Alan Silvestri a décidément eu une année 'comédie' en 1987, car, mis à part son chef-d'oeuvre, 'Predator', ses trois autres partitions de cette année ont été écrites pour 'Overboard', 'Outrageous Fortune' et 'Critical Condition'. Il est d'ailleurs étonnant de constater à quel point ses trois partitions comédies, assez méconnues, ont un même point commun: l'utilisation du synclavier très années 80 et des rythmiques pop typiques du Silvestri de cette époque. 'Critical Condition' ne déroge pas à la règle et affirme dès l'ouverture du film un style synthé/pop avec une rythmique bien speedé, cool et très entraînante.
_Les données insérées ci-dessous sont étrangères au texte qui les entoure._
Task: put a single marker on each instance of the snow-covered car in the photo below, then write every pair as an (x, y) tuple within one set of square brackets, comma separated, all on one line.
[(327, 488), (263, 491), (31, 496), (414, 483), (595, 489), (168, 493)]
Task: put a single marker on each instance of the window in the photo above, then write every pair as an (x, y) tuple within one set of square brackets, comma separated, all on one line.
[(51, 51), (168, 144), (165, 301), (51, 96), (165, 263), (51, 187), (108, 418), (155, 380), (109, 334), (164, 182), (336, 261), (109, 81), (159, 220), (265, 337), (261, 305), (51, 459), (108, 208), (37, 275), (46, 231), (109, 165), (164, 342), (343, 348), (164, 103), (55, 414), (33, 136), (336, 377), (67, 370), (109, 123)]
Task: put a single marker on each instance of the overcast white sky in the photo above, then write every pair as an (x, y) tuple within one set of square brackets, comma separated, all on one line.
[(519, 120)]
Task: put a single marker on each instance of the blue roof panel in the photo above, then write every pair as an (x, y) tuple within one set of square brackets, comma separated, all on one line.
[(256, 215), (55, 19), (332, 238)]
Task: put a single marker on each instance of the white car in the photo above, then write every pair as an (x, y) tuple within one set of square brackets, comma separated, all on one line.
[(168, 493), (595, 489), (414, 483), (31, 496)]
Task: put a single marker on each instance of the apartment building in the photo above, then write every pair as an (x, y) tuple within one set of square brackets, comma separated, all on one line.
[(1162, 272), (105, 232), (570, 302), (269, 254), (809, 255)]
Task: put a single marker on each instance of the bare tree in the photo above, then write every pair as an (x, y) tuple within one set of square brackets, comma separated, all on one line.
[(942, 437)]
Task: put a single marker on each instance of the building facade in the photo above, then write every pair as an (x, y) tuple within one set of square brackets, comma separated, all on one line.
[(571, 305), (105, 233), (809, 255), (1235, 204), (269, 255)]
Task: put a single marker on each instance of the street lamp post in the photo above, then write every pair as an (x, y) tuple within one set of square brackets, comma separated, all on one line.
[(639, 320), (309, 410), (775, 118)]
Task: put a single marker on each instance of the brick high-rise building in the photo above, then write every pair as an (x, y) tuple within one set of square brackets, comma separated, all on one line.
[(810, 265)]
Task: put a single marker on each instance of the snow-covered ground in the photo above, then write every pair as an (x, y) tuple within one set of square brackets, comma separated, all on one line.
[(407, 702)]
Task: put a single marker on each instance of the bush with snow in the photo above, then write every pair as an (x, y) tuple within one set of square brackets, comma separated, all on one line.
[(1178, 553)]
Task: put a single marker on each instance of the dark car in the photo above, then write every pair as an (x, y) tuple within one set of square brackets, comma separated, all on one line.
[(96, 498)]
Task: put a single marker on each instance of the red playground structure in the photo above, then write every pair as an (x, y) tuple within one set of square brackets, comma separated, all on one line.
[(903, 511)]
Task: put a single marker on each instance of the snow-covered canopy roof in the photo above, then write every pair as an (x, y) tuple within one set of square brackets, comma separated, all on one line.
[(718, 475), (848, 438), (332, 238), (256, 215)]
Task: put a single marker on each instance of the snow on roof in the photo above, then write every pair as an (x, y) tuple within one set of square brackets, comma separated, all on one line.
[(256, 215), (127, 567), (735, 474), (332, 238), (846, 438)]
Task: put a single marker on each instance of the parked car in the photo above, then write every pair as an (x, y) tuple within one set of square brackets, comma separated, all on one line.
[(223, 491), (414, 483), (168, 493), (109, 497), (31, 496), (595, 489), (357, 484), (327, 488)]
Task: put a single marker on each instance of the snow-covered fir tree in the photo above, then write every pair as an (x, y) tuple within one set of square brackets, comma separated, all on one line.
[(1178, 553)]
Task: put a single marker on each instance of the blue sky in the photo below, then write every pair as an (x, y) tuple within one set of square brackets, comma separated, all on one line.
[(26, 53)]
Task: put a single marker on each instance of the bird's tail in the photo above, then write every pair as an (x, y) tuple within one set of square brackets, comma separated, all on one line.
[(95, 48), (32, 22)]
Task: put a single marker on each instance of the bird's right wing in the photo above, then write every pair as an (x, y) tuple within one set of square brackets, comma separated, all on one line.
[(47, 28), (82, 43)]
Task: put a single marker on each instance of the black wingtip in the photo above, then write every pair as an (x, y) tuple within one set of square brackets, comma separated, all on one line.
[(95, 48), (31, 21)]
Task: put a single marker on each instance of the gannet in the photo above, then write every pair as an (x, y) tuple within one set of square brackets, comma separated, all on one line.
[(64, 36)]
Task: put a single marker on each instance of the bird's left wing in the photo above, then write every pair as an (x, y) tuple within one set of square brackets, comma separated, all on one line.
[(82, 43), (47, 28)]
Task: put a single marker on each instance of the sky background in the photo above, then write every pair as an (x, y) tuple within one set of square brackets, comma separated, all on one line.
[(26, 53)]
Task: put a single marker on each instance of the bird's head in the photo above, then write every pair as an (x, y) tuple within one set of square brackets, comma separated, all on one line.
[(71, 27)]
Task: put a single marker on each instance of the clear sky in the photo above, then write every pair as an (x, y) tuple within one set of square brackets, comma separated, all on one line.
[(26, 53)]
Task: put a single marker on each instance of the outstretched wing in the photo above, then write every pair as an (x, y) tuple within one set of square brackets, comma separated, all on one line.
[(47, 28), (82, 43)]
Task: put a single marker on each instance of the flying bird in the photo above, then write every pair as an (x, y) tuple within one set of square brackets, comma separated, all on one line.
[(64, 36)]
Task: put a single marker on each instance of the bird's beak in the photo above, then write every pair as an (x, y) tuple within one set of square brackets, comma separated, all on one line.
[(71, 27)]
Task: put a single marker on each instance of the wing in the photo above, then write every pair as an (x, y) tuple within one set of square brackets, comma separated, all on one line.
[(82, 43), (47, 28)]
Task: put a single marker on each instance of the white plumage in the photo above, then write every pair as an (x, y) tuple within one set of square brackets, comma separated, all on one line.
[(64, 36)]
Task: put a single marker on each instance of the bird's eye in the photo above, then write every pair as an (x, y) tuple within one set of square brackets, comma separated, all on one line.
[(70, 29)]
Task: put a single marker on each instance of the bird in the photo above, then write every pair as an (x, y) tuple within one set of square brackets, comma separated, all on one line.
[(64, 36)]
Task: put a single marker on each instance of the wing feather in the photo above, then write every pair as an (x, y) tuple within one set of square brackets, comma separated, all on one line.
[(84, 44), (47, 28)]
Evidemment, cette musique électronique/pop bien kitsch sent bon les années 80, mais on se laisse malgré tout entraîner, pour peu que l'on apprécie cette facette moins connue du compositeur attitré de Robert Zemeckis. Le générique de début permet ainsi au compositeur d'affirmer son premier thème sur fond de rythmique cool et rapide, qui sera rejointe plus tard par un saxophone jazzy soliste, dans un style qui n'est pas sans rappeler son travail effectué sur 'Romancing The Stone' de Zemeckis en 1984. La rapidité de la rythmique de ce premier thème de synthé pourrait ainsi évoquer astucieusement la panique et l'agitation qui s'empare de l'hôpital durant cette nuit d'orage qui va vite paraître interminable pour tout le personnel et les patients de l'hôpital. C'est aussi l'occasion pour le compositeur de nous rappeler son goût pour ces musiques de synclavier qu'il affectionnait tant à ce moment-là.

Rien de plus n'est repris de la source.